Roberts, who was the winner of three Emmy awards, worked at ABC News for three decades, including as a co-anchor of ABC’s This Week with Sam Donaldson from 1996 to 2002. She has been inducted into the Broadcasting and Cable Hall of Fame and named a Living Legend by the Library of Congress, as well as one of the 50 greatest women in the history of broadcasting by American Women in Radio and Television. She was also the best-selling author of eight books, many of which focused on the role of women in American history, including, most recently, Capital Dames: The Civil War and the Women of Washington, 1848-1868.
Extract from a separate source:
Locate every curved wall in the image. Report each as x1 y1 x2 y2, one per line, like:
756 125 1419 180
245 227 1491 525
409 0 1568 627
Before joining ABC in 1988, Roberts was a congressional correspondent for NPR for more than ten years. An obituary published by NPR notes that Roberts was one of public radio’s “most recognizable voices,” and “is considered one of a handful of pioneering female journalists — along with Nina Totenberg, Linda Wetheimer and Susan Stamberg — who helped shape the public broadcaster’s sound and culture at a time when few women held prominent roles in journalism.”
James Goldston, the president of ABC News, said that Roberts was “a true pioneer for women in journalism … well-regarded for her insightful analysis of politics and policy in Washington D.C., countless newsmaking interviews, and notably, her unwavering support for generations of young women — and men — who would follow in her footsteps.”